The Credit Score Scale Revealed
All credit scores range from a low of 300 to a high of 850. Just by being alive, you get a score of 300. This means if you have absolutely no credit history, have never paid a bill, and don’t have an income you will be at 300. If you have done everything right your score may be a perfect 850. However, the credit agencies do not share how they determine credit scores, so there is no way to know the exact steps you need to achieve a perfect score. In reality, most people fall comfortably between these two extremes.
At this point a lot of people get concerned, they may know their credit score and think they are too far away from a perfect score. You should know that the average credit score is about 690. That won’t get you the best terms for a loan, but you should be able to get one if you need one. But what about a perfect score? Lenders understand how difficult this is to achieve, so they often start giving the best terms to those who have a score of 720 or better. Therefore, you don’t really need the near-impossible score of 850 to be in good shape.
A score that falls between 680 and 720 will typically give you decent terms on a loan or credit card. You may not get the best deal, but it should still be pretty good.
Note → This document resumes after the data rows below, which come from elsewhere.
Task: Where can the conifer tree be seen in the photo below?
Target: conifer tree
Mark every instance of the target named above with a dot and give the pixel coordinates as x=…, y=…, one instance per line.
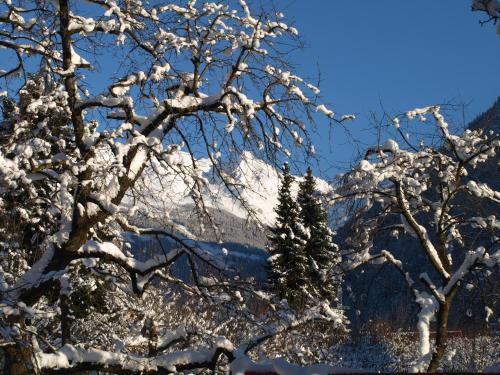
x=321, y=252
x=288, y=262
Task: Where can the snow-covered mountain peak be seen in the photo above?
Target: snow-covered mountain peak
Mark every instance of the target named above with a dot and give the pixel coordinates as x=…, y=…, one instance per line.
x=168, y=191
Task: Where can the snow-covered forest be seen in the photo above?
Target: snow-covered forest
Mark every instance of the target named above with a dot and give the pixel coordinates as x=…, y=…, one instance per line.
x=155, y=217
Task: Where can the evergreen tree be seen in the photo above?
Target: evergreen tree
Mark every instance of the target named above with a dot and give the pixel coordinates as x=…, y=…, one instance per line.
x=319, y=248
x=288, y=262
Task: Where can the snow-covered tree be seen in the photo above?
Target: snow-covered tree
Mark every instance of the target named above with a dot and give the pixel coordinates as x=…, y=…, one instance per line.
x=491, y=8
x=322, y=254
x=79, y=130
x=432, y=195
x=288, y=261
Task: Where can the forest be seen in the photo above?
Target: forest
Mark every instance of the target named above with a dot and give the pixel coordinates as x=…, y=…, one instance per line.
x=164, y=207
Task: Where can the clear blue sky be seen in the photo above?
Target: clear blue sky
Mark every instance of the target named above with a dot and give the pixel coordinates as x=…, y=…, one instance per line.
x=397, y=53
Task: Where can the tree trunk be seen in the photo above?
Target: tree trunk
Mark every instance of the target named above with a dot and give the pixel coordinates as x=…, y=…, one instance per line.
x=441, y=333
x=19, y=358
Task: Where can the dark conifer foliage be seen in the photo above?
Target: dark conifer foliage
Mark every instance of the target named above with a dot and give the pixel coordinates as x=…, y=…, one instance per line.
x=303, y=255
x=288, y=261
x=321, y=252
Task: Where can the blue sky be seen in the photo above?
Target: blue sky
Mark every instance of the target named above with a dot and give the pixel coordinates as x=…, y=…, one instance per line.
x=393, y=55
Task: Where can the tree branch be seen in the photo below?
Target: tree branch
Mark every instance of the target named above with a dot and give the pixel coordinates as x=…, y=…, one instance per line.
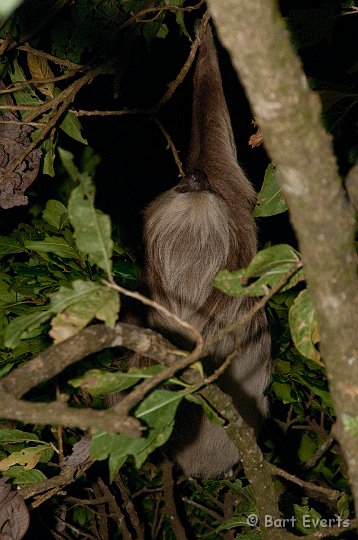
x=289, y=115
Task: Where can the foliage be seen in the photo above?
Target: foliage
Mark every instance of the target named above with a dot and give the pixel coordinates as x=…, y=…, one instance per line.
x=51, y=286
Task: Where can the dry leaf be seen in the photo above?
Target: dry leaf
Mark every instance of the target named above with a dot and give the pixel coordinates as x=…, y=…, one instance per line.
x=40, y=70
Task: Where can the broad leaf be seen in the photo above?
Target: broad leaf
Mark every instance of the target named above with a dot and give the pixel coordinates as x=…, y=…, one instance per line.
x=53, y=244
x=72, y=127
x=10, y=245
x=269, y=200
x=23, y=325
x=304, y=326
x=92, y=227
x=99, y=382
x=158, y=412
x=268, y=266
x=78, y=305
x=55, y=214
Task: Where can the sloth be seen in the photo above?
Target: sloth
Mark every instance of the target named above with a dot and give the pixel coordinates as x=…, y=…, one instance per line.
x=200, y=226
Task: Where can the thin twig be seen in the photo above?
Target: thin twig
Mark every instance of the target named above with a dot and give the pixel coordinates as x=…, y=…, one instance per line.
x=331, y=494
x=170, y=509
x=60, y=61
x=152, y=303
x=260, y=304
x=122, y=112
x=67, y=96
x=23, y=123
x=221, y=369
x=17, y=85
x=116, y=511
x=204, y=509
x=137, y=16
x=172, y=86
x=130, y=508
x=171, y=146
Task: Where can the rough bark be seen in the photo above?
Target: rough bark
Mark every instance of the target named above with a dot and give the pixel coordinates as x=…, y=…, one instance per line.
x=289, y=114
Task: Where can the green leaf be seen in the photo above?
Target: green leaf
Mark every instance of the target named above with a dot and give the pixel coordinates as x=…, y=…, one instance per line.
x=21, y=476
x=269, y=266
x=10, y=436
x=25, y=95
x=78, y=305
x=49, y=158
x=55, y=214
x=8, y=6
x=343, y=506
x=350, y=424
x=151, y=29
x=284, y=392
x=158, y=411
x=28, y=457
x=92, y=227
x=212, y=415
x=304, y=326
x=269, y=199
x=308, y=446
x=53, y=244
x=163, y=31
x=10, y=245
x=99, y=382
x=21, y=327
x=307, y=519
x=72, y=127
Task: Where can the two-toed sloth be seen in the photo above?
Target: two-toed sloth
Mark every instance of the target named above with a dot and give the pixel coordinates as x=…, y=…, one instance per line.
x=192, y=231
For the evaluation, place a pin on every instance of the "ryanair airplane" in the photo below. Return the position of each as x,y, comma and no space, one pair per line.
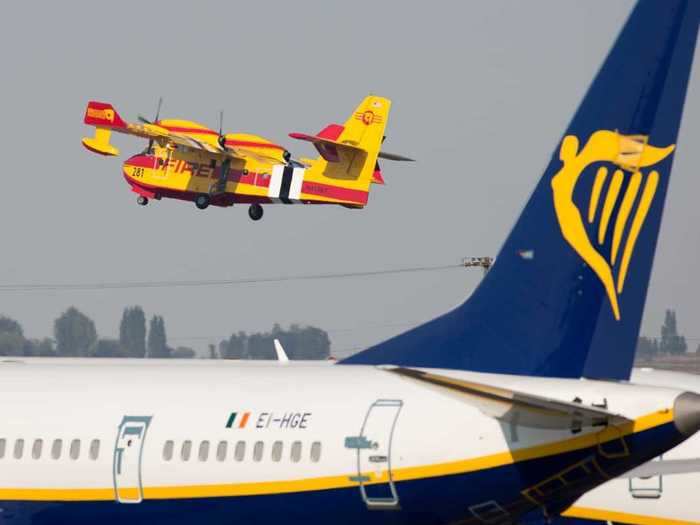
660,492
506,409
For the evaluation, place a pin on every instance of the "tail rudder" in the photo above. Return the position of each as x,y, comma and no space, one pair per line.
365,127
566,294
349,152
105,119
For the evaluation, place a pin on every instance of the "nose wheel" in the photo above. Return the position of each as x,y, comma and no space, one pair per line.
255,212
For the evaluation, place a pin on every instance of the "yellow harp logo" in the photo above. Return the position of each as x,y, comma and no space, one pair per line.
629,153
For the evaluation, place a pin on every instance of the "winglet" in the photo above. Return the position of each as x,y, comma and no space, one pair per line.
105,118
281,354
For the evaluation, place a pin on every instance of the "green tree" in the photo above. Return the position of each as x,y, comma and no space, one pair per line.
236,347
183,352
109,348
671,341
11,344
39,348
157,340
10,326
261,346
132,332
75,334
647,348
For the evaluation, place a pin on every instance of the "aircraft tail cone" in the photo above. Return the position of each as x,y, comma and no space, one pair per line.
686,413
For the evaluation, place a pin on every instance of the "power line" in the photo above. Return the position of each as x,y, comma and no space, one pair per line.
121,285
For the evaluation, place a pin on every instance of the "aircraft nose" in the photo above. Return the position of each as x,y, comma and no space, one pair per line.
686,413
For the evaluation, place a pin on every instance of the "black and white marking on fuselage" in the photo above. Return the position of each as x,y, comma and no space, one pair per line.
285,183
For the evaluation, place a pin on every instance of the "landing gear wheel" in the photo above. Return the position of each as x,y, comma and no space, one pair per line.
202,201
255,212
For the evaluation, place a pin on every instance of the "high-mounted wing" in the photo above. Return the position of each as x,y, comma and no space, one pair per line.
517,408
106,119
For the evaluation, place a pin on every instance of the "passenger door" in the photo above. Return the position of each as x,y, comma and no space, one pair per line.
128,452
373,447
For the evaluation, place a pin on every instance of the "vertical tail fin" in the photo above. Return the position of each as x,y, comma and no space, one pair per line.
566,294
349,152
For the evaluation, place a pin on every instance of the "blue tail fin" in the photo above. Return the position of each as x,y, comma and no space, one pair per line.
566,294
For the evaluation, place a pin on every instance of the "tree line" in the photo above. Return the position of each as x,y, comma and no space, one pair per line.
670,341
75,335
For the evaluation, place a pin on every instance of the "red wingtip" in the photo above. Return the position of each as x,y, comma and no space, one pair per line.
102,114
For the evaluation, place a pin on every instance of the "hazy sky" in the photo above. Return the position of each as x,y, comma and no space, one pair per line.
482,91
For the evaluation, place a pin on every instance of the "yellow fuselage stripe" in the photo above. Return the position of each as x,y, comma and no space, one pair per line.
343,481
621,517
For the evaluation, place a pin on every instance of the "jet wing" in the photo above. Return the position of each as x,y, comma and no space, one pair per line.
517,408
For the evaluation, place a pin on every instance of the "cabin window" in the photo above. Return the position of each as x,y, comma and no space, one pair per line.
258,449
239,453
221,450
19,448
276,451
316,451
56,448
168,450
296,452
36,448
74,451
186,450
203,451
94,449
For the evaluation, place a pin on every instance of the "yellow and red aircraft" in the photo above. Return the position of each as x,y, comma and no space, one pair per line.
188,161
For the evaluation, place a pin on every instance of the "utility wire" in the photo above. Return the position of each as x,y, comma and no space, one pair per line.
121,285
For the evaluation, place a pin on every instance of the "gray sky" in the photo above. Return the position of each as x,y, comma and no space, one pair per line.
465,79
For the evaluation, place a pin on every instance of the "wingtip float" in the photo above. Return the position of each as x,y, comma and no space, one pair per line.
187,161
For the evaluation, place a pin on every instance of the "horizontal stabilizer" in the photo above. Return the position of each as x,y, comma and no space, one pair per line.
665,468
393,156
517,407
328,147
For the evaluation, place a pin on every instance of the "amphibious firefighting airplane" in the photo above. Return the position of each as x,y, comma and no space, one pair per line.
187,161
505,410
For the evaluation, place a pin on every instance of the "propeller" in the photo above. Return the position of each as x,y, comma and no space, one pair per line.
144,120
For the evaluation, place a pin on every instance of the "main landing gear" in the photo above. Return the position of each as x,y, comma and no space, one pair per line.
255,211
202,201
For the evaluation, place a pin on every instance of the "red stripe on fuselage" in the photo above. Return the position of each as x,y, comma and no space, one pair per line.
334,192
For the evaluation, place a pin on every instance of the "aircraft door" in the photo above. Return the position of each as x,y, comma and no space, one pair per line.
373,447
647,487
128,452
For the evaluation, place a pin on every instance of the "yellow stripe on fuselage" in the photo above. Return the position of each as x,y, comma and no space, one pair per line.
621,517
500,459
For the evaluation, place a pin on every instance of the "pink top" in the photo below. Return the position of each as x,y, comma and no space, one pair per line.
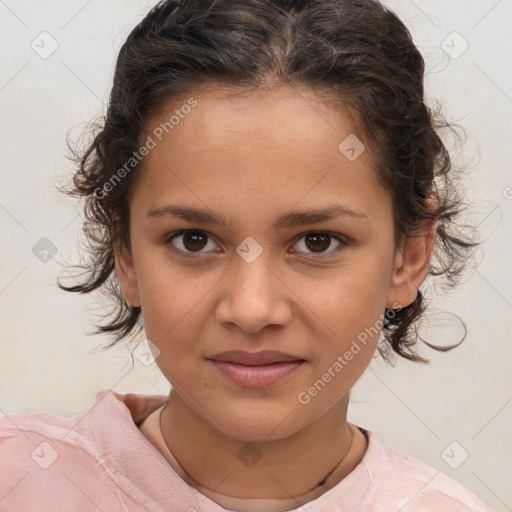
100,460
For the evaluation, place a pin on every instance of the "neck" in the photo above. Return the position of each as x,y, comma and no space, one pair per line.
325,451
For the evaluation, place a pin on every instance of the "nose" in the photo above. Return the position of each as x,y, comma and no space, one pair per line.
254,296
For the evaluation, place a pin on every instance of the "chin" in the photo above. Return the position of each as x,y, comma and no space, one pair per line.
258,426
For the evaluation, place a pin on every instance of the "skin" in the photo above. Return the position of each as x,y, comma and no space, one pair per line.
251,158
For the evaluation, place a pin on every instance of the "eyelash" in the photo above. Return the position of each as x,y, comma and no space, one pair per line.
342,240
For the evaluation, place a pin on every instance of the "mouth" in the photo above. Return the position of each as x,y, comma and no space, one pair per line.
256,369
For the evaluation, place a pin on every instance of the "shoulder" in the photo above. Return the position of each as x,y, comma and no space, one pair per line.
417,486
44,458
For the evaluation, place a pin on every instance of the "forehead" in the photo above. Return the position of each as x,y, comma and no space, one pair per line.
255,149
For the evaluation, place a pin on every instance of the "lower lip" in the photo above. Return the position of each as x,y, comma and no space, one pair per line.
257,376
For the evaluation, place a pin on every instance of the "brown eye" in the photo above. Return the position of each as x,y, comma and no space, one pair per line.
318,243
190,241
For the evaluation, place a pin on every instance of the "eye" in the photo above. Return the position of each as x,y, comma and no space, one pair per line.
319,241
190,241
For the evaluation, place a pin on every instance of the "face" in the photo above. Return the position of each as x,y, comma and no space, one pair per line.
279,274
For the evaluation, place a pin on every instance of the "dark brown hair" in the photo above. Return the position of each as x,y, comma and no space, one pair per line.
355,54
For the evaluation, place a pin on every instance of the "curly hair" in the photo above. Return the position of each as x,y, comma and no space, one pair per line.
355,54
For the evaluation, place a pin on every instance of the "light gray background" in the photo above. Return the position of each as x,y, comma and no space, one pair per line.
48,363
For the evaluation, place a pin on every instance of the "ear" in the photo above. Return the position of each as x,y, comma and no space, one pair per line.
127,275
411,265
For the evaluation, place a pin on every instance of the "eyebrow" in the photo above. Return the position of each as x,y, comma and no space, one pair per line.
288,220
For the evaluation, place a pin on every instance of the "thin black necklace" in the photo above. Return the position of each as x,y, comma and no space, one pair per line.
319,484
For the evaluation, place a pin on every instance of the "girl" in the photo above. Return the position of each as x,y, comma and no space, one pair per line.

The next bracket down is for those whose credit scores are from 630 to 679. At this level you may find it difficult to find a loan with favorable terms. There’s even a chance that you won’t be able to get a loan at all. Every lender has slightly different standards as to who they lend money to and on what conditions that money is lent. It may take longer to find a loan, but take the time to shop around until you find the best possible deal, comparatively speaking.
Now, while the lowest score is 300, there isn’t as much difference between the 300 and 629 range. If you are able to get a loan at all, it will be at the highest rate. This can add even more of a financial burden. If your score falls somewhere within this bracket, then get copies of your credit reports to check for inaccuracies; making sure to dispute any and all errors. Even a few points to the positive can make all the difference.
Finally, be aware that every lender has different policies, so don’t give up. Keep trying to get a loan at a rate you can afford. This is especially true if you are on the border between two brackets.